In this context, the ultra-low-power electronic devices including microcontrollers and various accelerating engines will be more important in the future. With increasing the number of IoT connecting devices, the required specifications of ICs will be upgraded to satisfy the needs of increasing the performance of the edge processing. Considering the limited power for most of the IoT devices, improving the energy efficiency is still important as described in the first section. Let us quote the insightful words by Mark Horowitz, “Unfortunately, many of the magic bullets for decreasing energy without affecting performance have already been found and exploited. While there are no quick fixes, power growth must be addressed by application specific system level optimization, increasing use of specialized functional units and parallelism, and more adaptive control.” [89]. The authors consider that the highly optimized combination of dedicated functional logic engines, reconfigurable processors, and central processing units (microcontrollers), all with the adaptive control, will be a gold solution. The adaptive control function and low-voltage operation capability of the SOTB technology should contribute to each processing part working with the best energy efficiency. Some indications are believed to have been shown in Sects. 6.116.13.

On the logic engines and microcontrollers, the important factor is that the hardware should be released with an easy development environment to be a defacto standard. In the Arduino family, for example, the integrated development environment (IDE) is ultra easy to use, and this leads to a positive feedback of increasing its users, growing user communities, and further improving its environment. It is known that developing the system working on FPGA is not easy because it usually needs to use the hardware description language such as VHDL or Verilog HDL. The Arduino family, however, already released the development environment integrated with the Arduino IDE [90]. This will accelerate the users to take advantage of the higher-performance hardware. Therefore, highly sophisticated design environments also contribute to the highly energy-efficient logic engines to become popular.

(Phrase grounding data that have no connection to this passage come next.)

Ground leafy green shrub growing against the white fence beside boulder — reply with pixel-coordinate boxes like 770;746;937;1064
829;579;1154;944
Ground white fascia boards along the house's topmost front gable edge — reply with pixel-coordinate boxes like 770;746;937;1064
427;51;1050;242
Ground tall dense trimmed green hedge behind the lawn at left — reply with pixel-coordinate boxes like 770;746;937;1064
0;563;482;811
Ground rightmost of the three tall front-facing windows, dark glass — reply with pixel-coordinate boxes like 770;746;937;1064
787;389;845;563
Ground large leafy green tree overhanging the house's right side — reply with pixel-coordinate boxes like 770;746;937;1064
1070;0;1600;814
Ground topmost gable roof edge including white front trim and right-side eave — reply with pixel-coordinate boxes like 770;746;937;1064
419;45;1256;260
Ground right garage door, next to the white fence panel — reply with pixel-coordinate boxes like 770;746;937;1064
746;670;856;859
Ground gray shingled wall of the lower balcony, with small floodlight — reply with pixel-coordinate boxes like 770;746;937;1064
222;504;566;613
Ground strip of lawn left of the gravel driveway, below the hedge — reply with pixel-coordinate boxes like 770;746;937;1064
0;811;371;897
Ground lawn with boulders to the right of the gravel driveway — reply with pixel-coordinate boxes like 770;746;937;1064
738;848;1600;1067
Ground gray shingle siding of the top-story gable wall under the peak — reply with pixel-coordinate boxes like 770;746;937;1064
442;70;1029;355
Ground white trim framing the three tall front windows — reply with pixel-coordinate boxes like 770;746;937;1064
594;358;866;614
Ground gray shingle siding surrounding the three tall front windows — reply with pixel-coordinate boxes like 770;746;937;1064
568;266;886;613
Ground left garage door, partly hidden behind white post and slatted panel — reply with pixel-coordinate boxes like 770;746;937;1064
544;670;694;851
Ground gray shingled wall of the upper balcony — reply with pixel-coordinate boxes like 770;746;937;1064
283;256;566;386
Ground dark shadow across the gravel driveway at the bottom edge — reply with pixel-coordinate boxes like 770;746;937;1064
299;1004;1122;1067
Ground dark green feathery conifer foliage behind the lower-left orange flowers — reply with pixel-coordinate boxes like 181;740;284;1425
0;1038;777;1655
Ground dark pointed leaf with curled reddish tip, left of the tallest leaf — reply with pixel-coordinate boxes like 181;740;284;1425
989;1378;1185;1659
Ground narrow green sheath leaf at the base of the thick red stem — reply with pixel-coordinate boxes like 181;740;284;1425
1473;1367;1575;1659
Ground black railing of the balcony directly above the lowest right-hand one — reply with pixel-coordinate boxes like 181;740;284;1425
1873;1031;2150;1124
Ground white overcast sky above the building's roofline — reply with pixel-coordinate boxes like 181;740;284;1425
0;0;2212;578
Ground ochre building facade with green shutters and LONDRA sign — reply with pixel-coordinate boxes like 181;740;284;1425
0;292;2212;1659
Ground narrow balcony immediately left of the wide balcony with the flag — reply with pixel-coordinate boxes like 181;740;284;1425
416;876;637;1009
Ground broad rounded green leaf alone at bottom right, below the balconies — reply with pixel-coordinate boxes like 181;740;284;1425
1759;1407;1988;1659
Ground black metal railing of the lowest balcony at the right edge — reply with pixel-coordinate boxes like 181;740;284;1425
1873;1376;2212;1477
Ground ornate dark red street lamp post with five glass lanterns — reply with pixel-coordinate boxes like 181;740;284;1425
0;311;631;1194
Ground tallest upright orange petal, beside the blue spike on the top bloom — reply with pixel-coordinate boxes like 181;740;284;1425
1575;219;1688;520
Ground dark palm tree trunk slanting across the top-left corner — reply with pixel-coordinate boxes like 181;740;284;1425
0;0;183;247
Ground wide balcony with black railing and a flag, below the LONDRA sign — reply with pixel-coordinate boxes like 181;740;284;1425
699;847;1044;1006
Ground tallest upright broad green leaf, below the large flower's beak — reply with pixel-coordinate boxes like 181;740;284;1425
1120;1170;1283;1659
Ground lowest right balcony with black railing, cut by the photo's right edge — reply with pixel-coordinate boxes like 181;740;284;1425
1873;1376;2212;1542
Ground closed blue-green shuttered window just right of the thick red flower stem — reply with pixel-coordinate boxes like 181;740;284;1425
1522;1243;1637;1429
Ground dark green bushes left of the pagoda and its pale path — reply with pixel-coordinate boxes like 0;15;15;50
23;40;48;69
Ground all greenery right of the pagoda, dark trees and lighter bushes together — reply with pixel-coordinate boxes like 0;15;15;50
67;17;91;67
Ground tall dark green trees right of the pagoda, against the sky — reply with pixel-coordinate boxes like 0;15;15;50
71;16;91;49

Another important trend to be considered is novel computing architectures such as neuromorphic computing and quantum computing. Let us go back to “The Free Lunch Is Over” [6], it was shown that the increase of the clock frequency has already slowed down (currently, maximum frequency as high as 5 GHz). Furthermore, considering the MEP in Sects. 6.3 and 6.4, rather lower frequencies are preferred to improve the energy efficiency in the current logic-circuit framework with CMOS transistors. It is known that the human brain processing speed is, however, about 60 Hz [91] and the structure with massive and reconfigurable wiring might be another significant difference. A combination of the neuromorphic computing architecture and the 3D integration technology with moderate clock frequencies thus can be a new paradigm of high-efficiency computing. The quantum computing can be another new paradigm. The inherent parallel computing architecture enables high-performance computing with slower clock frequencies.Footnote 4 In the quantum computing with superconducting qubits, the cryogenic interface with the conventional electronic devices is important [93]. The FDSOI transistors can work at cryogenic temperatures (with a proper design) [94] and operation with minimum heat dissipation by the MEP operation will be an important design issue. These novel computing schemes, mean new scenarios, in which the SOTB technology can contribute to energy efficient computing.